鉄鋼部門の取締役会が5000人の人員削減と、6000人の職務を外部委託に移行することを提案した。向こう数年間で人件費の平均10%カットを目指す。現在の従業員は約2万7000人。

ティッセンクルップは声明文で「過剰生産能力と、その結果として特にアジアから安価な輸入品が増加していることが、競争力に大きな影響を与えている」と述べた。

https://www.bloomberg.co.jp/news/articles/2024-11-25/SNID6ADWX2PS00

ブルームバーグだけでなくロイターでも配信していることから、格別の注目があり、これが今後も波及すると危惧されていると考えている。

○独ティッセンクルップ、鉄鋼子会社の従業員4割を削減へ
2024年11月26日

ドイツの鉄鋼・エンジニアリング大手、ティッセンクルップ(TKAG.DE), opens new tabは25日、鉄鋼子会社のティッセンクルップ・スチール・ヨーロッパ(TKSE)が従業員約2万7000人のうち約4割に当たる1万1000人を削減する経営再建策を発表した。2030年までに5000人を減らすほか、6000人を事業の分離・独立または売却を通じて削減する。

https://jp.reuters.com/markets/commodities/WCSUHPXGTBKSFBDKG5UORBT634-2024-11-26/

いったんリストラされた人々は新たな職場をえられるようなセーフティネットがあるかもしれない。それでも当事者には強いストレスがかかるだろう。

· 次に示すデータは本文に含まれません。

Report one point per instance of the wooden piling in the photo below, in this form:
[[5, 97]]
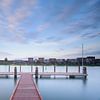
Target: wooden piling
[[15, 72], [43, 68], [79, 69], [36, 72], [66, 68], [9, 69], [85, 72], [31, 68], [54, 68], [20, 68]]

いずれ、他社に対して攻撃的になり多くの犯罪事件が起きることも懸念される。
企業が社会の公器であると言うならば、この点も考えて欲しい。

2024/11/30

【おまけ】

ChatGPTに「社会的不満を解消する効果的な政策は何か」と聞いてみた。

社会的不満を解消するためには、経済的、社会的、政治的な観点から総合的なアプローチが必要です。以下に、効果的とされる政策の例を挙げます:

1. 経済的不満の解消
・所得格差の是正
累進課税制度を強化し、低所得者層への直接的な支援を拡充する。
最低賃金を引き上げることで労働者の生活水準を向上させる。
・雇用機会の拡大
インフラ投資や新産業の振興により、雇用創出を促進する。
教育や職業訓練を通じて労働者のスキルを向上させ、経済活動への参加を促す。

2. 社会的不満の解消
・社会保障制度の充実
医療、年金、失業保険などの社会保障を拡充し、生活の安定を支える。
地域間の格差を是正するために、地方自治体への財政支援を増やす。
・住宅政策
公共住宅の建設や家賃補助を通じて、低所得者層の住宅問題を解決する。

3. 政治的不満の解消
・透明性の向上
政府の意思決定プロセスを透明化し、国民の信頼を得る。
汚職や不正行為の取り締まりを強化する。
・市民参加の促進
地域社会や政策形成における市民参加を拡大する。
意見交換の場や公聴会を設け、国民の声を政策に反映させる。

4. 心理的なサポート
・精神的な健康支援
メンタルヘルスのケアを拡充し、相談窓口の設置やカウンセリングの提供を行う。
・社会的孤立の解消
地域コミュニティやボランティア活動を活性化し、人々が孤立しない環境を作る。

石破さん、「安心、安全」というならこれらを考えてくれないかなぁ。